Preparation time: 60 minutes (if you’re me and less if not)
Cooking time: 20-25 minutes
Skill level: Easy
- penne rigate – 500g
- clams (vongole) – 500g
- fresh, uncooked Mediterranean prawns – 500g
- a glass of white wine
- a handful of fresh, preferably very ripe tomatoes
- 2 large cloves of garlic
- a generous sprig of fresh parsley
- olive oil – 2tbsp
- s & p
- a small pinch of dried chilli flakes (optional)
Boil the pasta in lots of salted water. You can use any type, but the dish is typically served with spaghetti or linguini. I like the ridged quills because the sauce embeds itself between the ridges and makes the pasta all the more delicious.
While waiting for the water to boil, peel the prawns and listen to music. It’s really therapeutic.
Chop the tomatoes into rustic chunks.
Chop the garlic into chunks, or slice it, whatever you prefer.
Heat the olive oil in a wok or a big, high-sided frying pan, and add the garlic and chilli, if you want the sauce to have a nice after-glow.

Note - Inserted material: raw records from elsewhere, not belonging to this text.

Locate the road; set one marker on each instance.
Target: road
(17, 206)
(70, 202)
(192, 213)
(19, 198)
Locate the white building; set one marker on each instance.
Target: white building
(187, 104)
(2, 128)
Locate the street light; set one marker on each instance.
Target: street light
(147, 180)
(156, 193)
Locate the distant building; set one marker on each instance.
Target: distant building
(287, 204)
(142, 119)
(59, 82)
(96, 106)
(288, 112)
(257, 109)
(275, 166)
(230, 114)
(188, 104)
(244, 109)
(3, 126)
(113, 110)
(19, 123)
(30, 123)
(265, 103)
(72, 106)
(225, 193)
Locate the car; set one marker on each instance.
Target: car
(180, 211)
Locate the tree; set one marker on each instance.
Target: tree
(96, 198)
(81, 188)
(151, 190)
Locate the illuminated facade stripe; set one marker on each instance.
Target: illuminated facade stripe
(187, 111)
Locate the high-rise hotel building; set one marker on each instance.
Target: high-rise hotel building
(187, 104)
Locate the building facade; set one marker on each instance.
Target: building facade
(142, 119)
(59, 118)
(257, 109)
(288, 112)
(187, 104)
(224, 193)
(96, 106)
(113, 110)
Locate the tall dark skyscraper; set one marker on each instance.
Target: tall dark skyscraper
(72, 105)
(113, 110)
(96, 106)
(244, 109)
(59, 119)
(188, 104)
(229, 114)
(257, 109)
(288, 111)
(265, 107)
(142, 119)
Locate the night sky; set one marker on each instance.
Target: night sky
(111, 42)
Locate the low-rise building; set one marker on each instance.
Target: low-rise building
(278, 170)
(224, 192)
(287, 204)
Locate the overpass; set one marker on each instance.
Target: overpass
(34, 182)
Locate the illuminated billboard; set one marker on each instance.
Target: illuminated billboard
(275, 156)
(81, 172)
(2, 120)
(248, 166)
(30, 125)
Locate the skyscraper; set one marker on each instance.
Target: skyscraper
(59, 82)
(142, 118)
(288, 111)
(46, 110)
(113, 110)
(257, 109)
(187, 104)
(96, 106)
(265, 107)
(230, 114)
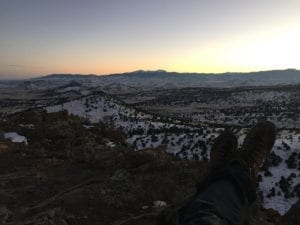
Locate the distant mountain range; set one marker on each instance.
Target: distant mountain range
(145, 73)
(153, 80)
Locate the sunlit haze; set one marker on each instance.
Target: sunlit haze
(40, 37)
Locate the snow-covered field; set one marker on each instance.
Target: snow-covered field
(279, 184)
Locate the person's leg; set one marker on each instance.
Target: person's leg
(223, 198)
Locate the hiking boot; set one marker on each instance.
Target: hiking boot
(223, 149)
(257, 145)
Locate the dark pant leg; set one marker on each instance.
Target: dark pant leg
(219, 204)
(223, 199)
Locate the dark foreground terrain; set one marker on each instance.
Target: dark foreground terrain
(70, 173)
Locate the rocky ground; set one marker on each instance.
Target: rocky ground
(67, 174)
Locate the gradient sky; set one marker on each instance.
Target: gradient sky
(39, 37)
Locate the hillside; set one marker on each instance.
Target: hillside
(144, 131)
(70, 173)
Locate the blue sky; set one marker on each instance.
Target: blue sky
(40, 37)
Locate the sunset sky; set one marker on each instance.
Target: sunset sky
(39, 37)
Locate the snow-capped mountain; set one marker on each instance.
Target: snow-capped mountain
(150, 80)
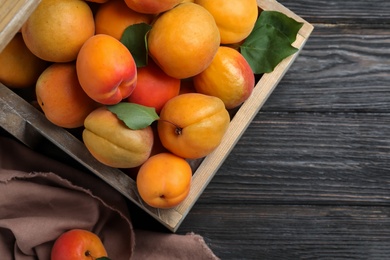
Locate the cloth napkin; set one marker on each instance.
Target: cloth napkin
(40, 198)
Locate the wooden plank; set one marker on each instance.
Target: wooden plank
(171, 218)
(375, 13)
(340, 69)
(251, 231)
(306, 158)
(13, 13)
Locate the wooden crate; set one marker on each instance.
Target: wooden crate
(27, 124)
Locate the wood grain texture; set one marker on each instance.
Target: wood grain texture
(339, 70)
(293, 232)
(309, 178)
(375, 13)
(305, 159)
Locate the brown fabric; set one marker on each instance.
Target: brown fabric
(41, 198)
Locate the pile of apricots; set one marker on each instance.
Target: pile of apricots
(70, 52)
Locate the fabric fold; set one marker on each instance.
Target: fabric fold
(40, 198)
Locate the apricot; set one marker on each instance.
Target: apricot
(184, 40)
(114, 16)
(235, 18)
(98, 1)
(76, 244)
(154, 87)
(192, 125)
(229, 77)
(57, 29)
(112, 143)
(164, 180)
(151, 6)
(20, 67)
(106, 69)
(61, 97)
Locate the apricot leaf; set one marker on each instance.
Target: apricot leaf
(134, 38)
(270, 41)
(287, 25)
(135, 116)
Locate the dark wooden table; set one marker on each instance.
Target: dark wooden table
(310, 178)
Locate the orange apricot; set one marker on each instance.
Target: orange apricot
(192, 125)
(151, 6)
(235, 18)
(57, 29)
(61, 97)
(112, 143)
(164, 180)
(184, 40)
(229, 77)
(20, 67)
(154, 87)
(106, 69)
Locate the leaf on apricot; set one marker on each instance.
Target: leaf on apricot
(135, 116)
(265, 51)
(270, 41)
(287, 25)
(134, 38)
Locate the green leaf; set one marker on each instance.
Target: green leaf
(270, 41)
(265, 48)
(134, 38)
(135, 116)
(282, 22)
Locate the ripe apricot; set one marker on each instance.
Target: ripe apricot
(151, 6)
(164, 180)
(184, 40)
(112, 143)
(154, 87)
(229, 77)
(235, 18)
(57, 29)
(106, 69)
(20, 67)
(61, 97)
(192, 125)
(114, 16)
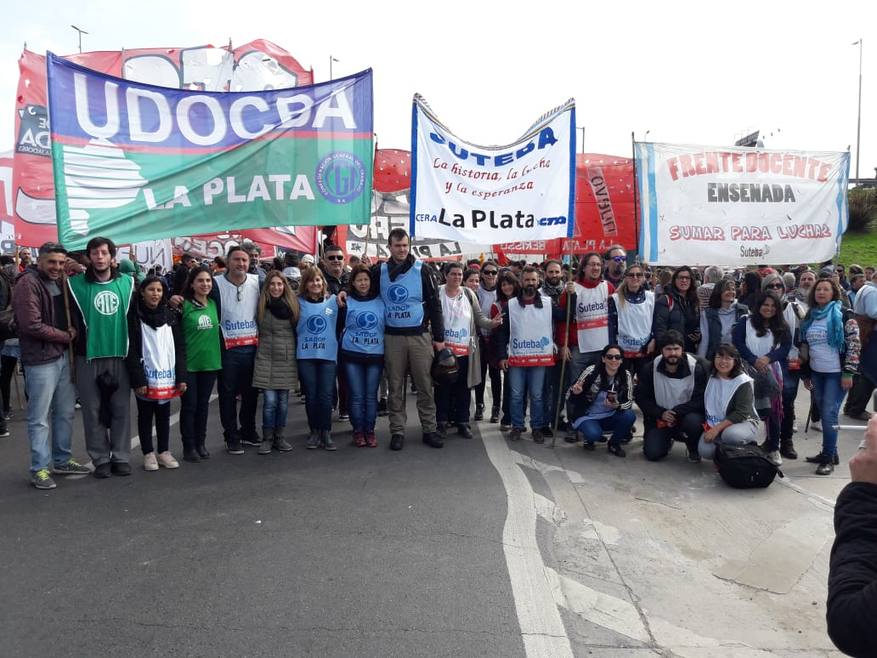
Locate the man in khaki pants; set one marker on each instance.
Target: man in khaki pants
(409, 292)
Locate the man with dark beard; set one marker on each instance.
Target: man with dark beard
(670, 394)
(552, 286)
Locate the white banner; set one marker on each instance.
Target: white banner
(704, 205)
(493, 194)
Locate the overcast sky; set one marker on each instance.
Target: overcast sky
(687, 72)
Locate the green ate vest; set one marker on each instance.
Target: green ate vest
(104, 308)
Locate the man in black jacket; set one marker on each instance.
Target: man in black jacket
(670, 394)
(852, 575)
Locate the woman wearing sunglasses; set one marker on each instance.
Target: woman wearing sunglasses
(601, 400)
(631, 309)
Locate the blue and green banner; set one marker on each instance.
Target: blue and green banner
(137, 162)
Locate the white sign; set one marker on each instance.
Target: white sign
(704, 205)
(493, 194)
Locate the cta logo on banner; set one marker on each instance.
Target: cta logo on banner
(136, 162)
(493, 195)
(702, 205)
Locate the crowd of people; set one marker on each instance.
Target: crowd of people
(708, 355)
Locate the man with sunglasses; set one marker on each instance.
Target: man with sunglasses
(616, 263)
(486, 297)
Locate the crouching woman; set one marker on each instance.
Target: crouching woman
(731, 418)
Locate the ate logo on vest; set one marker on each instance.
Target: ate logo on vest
(366, 320)
(316, 324)
(397, 294)
(107, 302)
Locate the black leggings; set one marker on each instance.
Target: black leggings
(146, 409)
(7, 372)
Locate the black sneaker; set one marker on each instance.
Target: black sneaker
(122, 469)
(250, 440)
(433, 440)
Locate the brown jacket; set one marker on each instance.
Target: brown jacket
(41, 342)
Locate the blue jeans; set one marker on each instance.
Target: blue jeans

Once the garlic starts to sizzle, throw in the tomatoes and add a pinch of salt with a few liberal twists of freshly ground black pepper. Cook the tomatoes over a high heat for a few minutes.
In the meantime, heat a large pan and add the white wine. Once it starts boiling, add the clams and cover the pan. Leave to cook for a couple of minutes, or until the clams have opened.
Add the liquid from the clams to the frying tomatoes, turn the heat up and reduce the sauce to a thickish paste. This may take a while, depending on how much clam liquid there was in the first place.
Add the prawns to the sauce and stir them through. After about one minute, once they start to turn pink, pour the clams into the sauce, stir then remove from the heat, as the residual heat from the sauce and pan will continue to cook the prawns to perfection without overdoing it.
Put the pasta into a big serving dish and pour the sauce with all the seafood over it; stir it through. Alternatively, you can put the pasta and sauce into a big pan, stir it and cover it for a few minutes prior to serving.
Add a generous helping of chopped parsley to the sauce and stir it through.
Serve and enjoy, as I’ve been doing for about a month.
Accompany it with a fruity white wine like Albarino or Gewurztraminer, and good company.
Verdict: This has become one of my favourite dishes, both to cook and eat, because it is so simple and delicious. You have to use fresh seafood for the best results.
Drink: A brace of Mahous during preparation, followed by a crisp, fruity Albarino to accompany the dish.
Entertainment: Good banter and the company of friends, followed by a bottle of full-bodied rose from Navarra.
Footnote: Yumblog welcomes its first guest writer, John W – Madrid resident, teacher, tree-fancier, guitar obsessive, full-body stirrer and it turns out, great cook. We were treated to his fine hospitality in July and with it the fantastic heat of Madrid, full body-enveloping warmth without humidity, wonderful.